TELECOM Digest OnLine - Sorted: China Denies Internet Controls Lead to Arrests


China Denies Internet Controls Lead to Arrests


Reuters News Wire (reuters@telecom-digest.org)
Tue, 14 Feb 2006 23:00:35 -0600

Chinese people can freely access the Internet and the government has
never arrested anyone for expressing an opinion on the Web, an
official state newspaper said on Wednesday.

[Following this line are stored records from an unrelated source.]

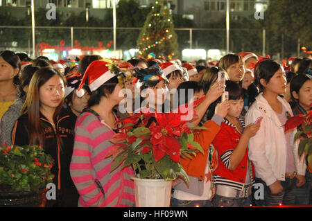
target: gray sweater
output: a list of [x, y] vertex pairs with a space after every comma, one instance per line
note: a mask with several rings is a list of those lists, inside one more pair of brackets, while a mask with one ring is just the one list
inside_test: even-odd
[[17, 98], [2, 116], [0, 130], [1, 144], [6, 142], [8, 145], [11, 145], [12, 130], [13, 129], [15, 121], [21, 116], [23, 105], [24, 100], [19, 98]]

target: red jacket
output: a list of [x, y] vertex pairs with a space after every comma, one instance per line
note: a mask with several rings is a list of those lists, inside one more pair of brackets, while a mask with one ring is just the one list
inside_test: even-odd
[[[243, 118], [239, 118], [243, 127], [245, 127]], [[216, 184], [230, 186], [236, 189], [241, 190], [245, 184], [247, 168], [248, 166], [248, 151], [246, 148], [243, 160], [234, 170], [229, 170], [230, 165], [229, 158], [233, 150], [239, 143], [241, 133], [235, 126], [227, 120], [221, 123], [221, 128], [216, 136], [212, 144], [218, 152], [218, 166], [214, 171], [214, 179]], [[254, 177], [254, 170], [252, 163], [251, 167], [251, 180]]]

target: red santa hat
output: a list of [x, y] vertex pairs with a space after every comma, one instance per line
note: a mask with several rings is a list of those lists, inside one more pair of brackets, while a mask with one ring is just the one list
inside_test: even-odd
[[21, 62], [21, 71], [23, 70], [25, 67], [30, 65], [31, 64], [29, 64], [29, 62]]
[[253, 53], [252, 52], [240, 52], [240, 53], [239, 53], [239, 55], [241, 58], [243, 58], [243, 60], [244, 62], [245, 62], [246, 60], [248, 60], [250, 58], [258, 58], [258, 56], [255, 53]]
[[64, 69], [64, 67], [62, 65], [61, 63], [58, 63], [53, 60], [50, 60], [50, 63], [52, 64], [52, 66], [54, 69]]
[[87, 68], [78, 90], [81, 89], [87, 78], [89, 88], [91, 91], [94, 91], [110, 79], [116, 76], [114, 73], [110, 71], [106, 65], [107, 64], [109, 63], [101, 60], [93, 61]]
[[189, 76], [192, 76], [198, 73], [197, 69], [195, 67], [189, 63], [184, 63], [182, 65], [182, 67], [184, 67], [187, 70], [187, 73], [189, 73]]
[[77, 90], [80, 86], [81, 79], [83, 78], [83, 75], [78, 73], [74, 73], [68, 78], [66, 78], [67, 84], [65, 87], [65, 98], [69, 95], [73, 90], [76, 90], [76, 94], [81, 98], [84, 94], [85, 91], [82, 90]]
[[183, 72], [183, 70], [179, 65], [174, 64], [173, 62], [162, 63], [159, 64], [159, 66], [162, 68], [162, 72], [164, 73], [165, 76], [168, 76], [171, 72], [177, 71], [177, 70], [181, 71]]
[[297, 58], [297, 57], [291, 57], [291, 58], [289, 58], [289, 59], [288, 59], [288, 64], [291, 64], [291, 63], [293, 63], [293, 60], [294, 59], [295, 59], [295, 58]]
[[118, 67], [125, 74], [127, 79], [130, 79], [133, 76], [135, 67], [131, 63], [125, 62], [118, 64]]

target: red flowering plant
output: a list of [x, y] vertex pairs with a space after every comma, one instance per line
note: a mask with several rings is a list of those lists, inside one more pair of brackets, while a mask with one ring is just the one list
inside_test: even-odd
[[[202, 100], [196, 100], [193, 107]], [[110, 170], [132, 165], [140, 179], [173, 180], [180, 177], [189, 184], [180, 159], [203, 153], [200, 145], [194, 141], [193, 132], [207, 128], [189, 126], [191, 119], [186, 116], [195, 116], [195, 112], [182, 113], [180, 107], [177, 112], [141, 112], [122, 119], [122, 129], [110, 140], [115, 145], [106, 155], [113, 158]]]
[[41, 146], [0, 146], [0, 192], [36, 192], [53, 182], [53, 159]]
[[285, 124], [285, 132], [295, 127], [297, 132], [295, 134], [294, 140], [300, 139], [298, 148], [299, 157], [304, 154], [307, 157], [310, 168], [312, 168], [312, 110], [306, 114], [298, 114], [291, 116]]

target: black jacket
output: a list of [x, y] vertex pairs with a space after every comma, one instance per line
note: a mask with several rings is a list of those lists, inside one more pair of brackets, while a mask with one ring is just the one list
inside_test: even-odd
[[[54, 165], [51, 172], [55, 175], [53, 183], [56, 188], [70, 188], [74, 186], [69, 173], [69, 165], [73, 154], [74, 141], [74, 127], [76, 116], [73, 114], [62, 109], [58, 122], [55, 123], [55, 130], [46, 118], [40, 113], [40, 120], [44, 127], [44, 141], [43, 148], [46, 153], [51, 155], [54, 159]], [[15, 123], [12, 130], [12, 143], [17, 145], [29, 145], [29, 134], [26, 125], [28, 124], [27, 114], [21, 115]], [[58, 145], [56, 134], [60, 135], [60, 146]], [[59, 177], [59, 166], [60, 166], [60, 176]], [[59, 179], [60, 185], [59, 186]]]

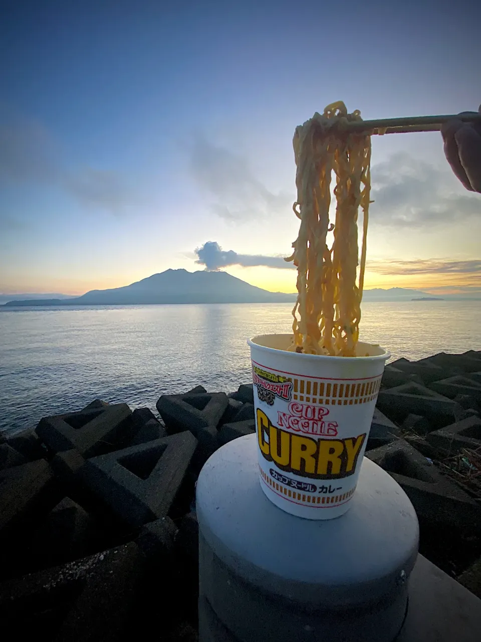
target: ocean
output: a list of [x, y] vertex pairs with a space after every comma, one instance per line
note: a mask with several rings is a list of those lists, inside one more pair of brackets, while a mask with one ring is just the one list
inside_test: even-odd
[[[250, 379], [248, 337], [290, 331], [291, 304], [0, 308], [0, 431], [94, 399], [155, 411], [198, 384]], [[362, 304], [361, 338], [416, 360], [481, 349], [481, 301]]]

Chinese regulations were
also in line with international practices and no different from rules
in other countries like the United States which seek to block sites
with harmful content, the China Daily said, quoting a senior Internet
watchdog official.

"No one in China has been arrested simply because he or she said
something on the Internet," Liu Zhengrong, vice head of the Internet
Affairs Bureau of the State Council Information Office, was quoted as
saying.

Several U.S. tech companies that operate in China have faced criticism
in recent months for helping China enforce censorship laws and track
down government critics who communicate online.

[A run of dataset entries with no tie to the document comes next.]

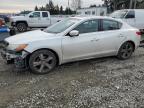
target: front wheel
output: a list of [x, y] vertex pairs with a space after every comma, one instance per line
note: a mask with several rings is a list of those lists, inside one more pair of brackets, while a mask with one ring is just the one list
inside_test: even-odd
[[117, 57], [121, 60], [129, 59], [134, 52], [134, 45], [131, 42], [125, 42], [119, 49]]
[[56, 56], [49, 50], [39, 50], [30, 56], [29, 66], [35, 74], [47, 74], [55, 68]]

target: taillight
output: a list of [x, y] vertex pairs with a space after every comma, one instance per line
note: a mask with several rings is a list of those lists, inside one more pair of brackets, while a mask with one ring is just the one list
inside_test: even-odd
[[138, 32], [136, 32], [136, 34], [137, 34], [138, 36], [141, 36], [141, 35], [142, 35], [142, 32], [138, 31]]

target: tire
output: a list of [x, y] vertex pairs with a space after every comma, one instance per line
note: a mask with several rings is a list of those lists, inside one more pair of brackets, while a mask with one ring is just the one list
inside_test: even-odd
[[18, 23], [16, 27], [17, 27], [17, 30], [19, 32], [27, 31], [27, 24], [26, 23]]
[[57, 64], [55, 54], [49, 50], [39, 50], [34, 52], [29, 59], [29, 67], [34, 74], [47, 74], [51, 72]]
[[120, 60], [129, 59], [135, 50], [134, 45], [131, 42], [125, 42], [119, 49], [117, 57]]

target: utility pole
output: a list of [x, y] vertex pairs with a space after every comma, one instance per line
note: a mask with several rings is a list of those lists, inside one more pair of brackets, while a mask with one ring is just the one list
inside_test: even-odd
[[68, 0], [68, 15], [69, 15], [69, 11], [70, 11], [70, 5], [69, 5], [69, 0]]
[[133, 5], [133, 0], [130, 0], [130, 6], [129, 6], [129, 9], [132, 9], [132, 5]]
[[137, 8], [137, 0], [135, 0], [135, 3], [134, 3], [134, 9]]

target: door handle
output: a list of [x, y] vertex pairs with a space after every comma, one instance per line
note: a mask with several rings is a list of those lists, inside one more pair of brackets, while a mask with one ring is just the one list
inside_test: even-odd
[[92, 39], [91, 42], [99, 41], [100, 39]]
[[123, 35], [123, 34], [120, 34], [118, 37], [119, 37], [119, 38], [122, 38], [122, 37], [124, 37], [124, 35]]

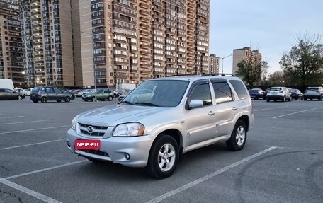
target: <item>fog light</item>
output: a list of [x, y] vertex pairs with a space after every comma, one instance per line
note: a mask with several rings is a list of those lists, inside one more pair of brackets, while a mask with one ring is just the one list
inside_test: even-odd
[[127, 159], [127, 160], [130, 159], [130, 155], [128, 153], [125, 153], [125, 159]]

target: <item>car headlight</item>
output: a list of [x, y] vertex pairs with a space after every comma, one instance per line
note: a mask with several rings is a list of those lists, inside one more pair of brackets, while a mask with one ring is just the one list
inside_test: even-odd
[[144, 126], [137, 122], [125, 123], [117, 125], [113, 130], [113, 137], [135, 137], [144, 134]]
[[71, 128], [72, 129], [75, 129], [76, 127], [76, 117], [74, 117], [74, 118], [73, 118], [73, 120], [72, 120]]

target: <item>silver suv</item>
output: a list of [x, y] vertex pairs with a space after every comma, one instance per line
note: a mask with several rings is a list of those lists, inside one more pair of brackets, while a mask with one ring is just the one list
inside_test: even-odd
[[233, 76], [145, 81], [117, 105], [75, 117], [67, 144], [93, 162], [145, 168], [170, 176], [184, 153], [218, 141], [244, 148], [254, 124], [246, 86]]

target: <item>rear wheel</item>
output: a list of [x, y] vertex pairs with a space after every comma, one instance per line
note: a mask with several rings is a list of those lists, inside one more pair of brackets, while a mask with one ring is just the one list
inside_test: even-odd
[[230, 139], [226, 141], [227, 146], [232, 151], [239, 151], [244, 148], [246, 141], [246, 124], [243, 121], [238, 120], [231, 134]]
[[46, 97], [42, 97], [42, 98], [40, 99], [40, 101], [41, 101], [42, 103], [47, 103], [47, 99]]
[[146, 170], [154, 178], [162, 179], [169, 177], [176, 168], [178, 158], [178, 145], [175, 139], [162, 134], [152, 146]]

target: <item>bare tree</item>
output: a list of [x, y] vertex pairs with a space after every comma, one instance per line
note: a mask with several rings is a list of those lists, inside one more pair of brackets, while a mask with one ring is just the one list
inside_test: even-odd
[[297, 45], [279, 62], [288, 82], [293, 85], [318, 85], [323, 83], [323, 45], [321, 35], [305, 33], [296, 39]]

Microsoft Corp. pulled the Web log, or blog, of a critic of the
Chinese government after getting a government order to do so, and
Yahoo Inc. has been criticized for helping Chinese authorities link
journalist Shi Tao to a U.S.-based Web site, leading to a 10-year
prison sentence for Shi.

Liu defended China's record.

"After studying Internet legislation in the West, I've found we
basically have identical legislative objectives and principles," he
said.

"Companies, including Internet firms, that provide services in China
must observe Chinese statutes," he added. "Global companies should
know how to provide lawful services ... It is their own business when
it comes to specific methods and approaches."

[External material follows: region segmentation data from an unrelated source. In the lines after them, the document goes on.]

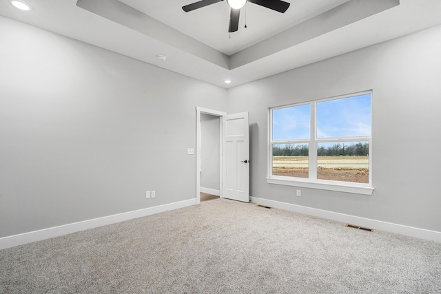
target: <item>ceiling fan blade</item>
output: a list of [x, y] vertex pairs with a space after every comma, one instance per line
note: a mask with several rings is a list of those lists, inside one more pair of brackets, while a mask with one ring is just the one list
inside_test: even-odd
[[185, 6], [183, 6], [182, 9], [185, 12], [188, 12], [189, 11], [194, 10], [195, 9], [202, 8], [203, 7], [208, 6], [211, 4], [214, 4], [215, 3], [223, 1], [223, 0], [202, 0], [198, 2], [192, 3], [192, 4], [186, 5]]
[[228, 32], [233, 32], [239, 28], [239, 16], [240, 15], [240, 9], [231, 9], [229, 13], [229, 28]]
[[289, 7], [289, 3], [282, 0], [248, 0], [248, 2], [266, 7], [267, 8], [283, 13]]

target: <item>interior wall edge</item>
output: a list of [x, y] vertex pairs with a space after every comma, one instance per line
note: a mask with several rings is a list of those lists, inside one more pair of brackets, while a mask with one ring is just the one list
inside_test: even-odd
[[196, 198], [0, 238], [0, 250], [196, 204]]
[[389, 233], [414, 237], [420, 239], [428, 240], [441, 242], [441, 232], [404, 226], [399, 224], [383, 222], [370, 218], [361, 218], [356, 216], [340, 213], [327, 210], [318, 209], [301, 205], [280, 201], [270, 200], [256, 197], [251, 198], [252, 203], [264, 205], [268, 207], [278, 208], [308, 216], [323, 218], [338, 222], [346, 222], [359, 227], [367, 227], [376, 230], [385, 231]]

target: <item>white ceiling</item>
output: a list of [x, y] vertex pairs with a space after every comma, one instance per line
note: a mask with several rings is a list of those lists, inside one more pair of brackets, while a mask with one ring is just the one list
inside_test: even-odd
[[225, 1], [0, 0], [0, 15], [225, 88], [441, 23], [440, 0], [285, 1], [285, 14], [247, 3], [231, 36]]

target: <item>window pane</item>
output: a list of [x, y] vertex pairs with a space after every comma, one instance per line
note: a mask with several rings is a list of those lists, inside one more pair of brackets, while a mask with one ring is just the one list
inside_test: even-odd
[[308, 178], [308, 144], [274, 144], [273, 176]]
[[371, 94], [317, 103], [317, 138], [371, 136]]
[[367, 141], [317, 145], [317, 178], [343, 182], [369, 181]]
[[273, 110], [273, 140], [309, 139], [311, 134], [311, 105]]

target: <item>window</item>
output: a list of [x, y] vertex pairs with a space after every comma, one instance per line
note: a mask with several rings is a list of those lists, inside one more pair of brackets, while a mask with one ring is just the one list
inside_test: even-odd
[[268, 182], [372, 193], [371, 92], [271, 108], [269, 124]]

Liu said China blocked only "a very few" foreign sites which have
pornographic or terrorist-linked content, or have other information
that is in violation of Chinese law.

Google Inc.'s Chinese search engine, for example, blocks many terms
associated with topics related to democracy or independence for Tibet,
part of China, and Taiwan, a self-ruled island which China considers
its own.

China encouraged people to report Web sites that contain "harmful
information," Liu said, just as in countries such as Britain.

The government had imposed "lenient" penalties on sites that carry
harmful or illegal information, and no Web sites had been shut down
for abusing those rules, he added.

The U.S. State Department said on Tuesday it had set up a task force
to help U.S. technology companies protect freedom of expression in
countries like China that censor online content.

But some U.S. sites, like those of Yahoo, also imposed controls on
what can be said online, Liu said.

"It is unfair and smacks of double standards when (they) criticize
China for deleting illegal and harmful messages while it is legal for
U.S. Web sites (to do so)," he said.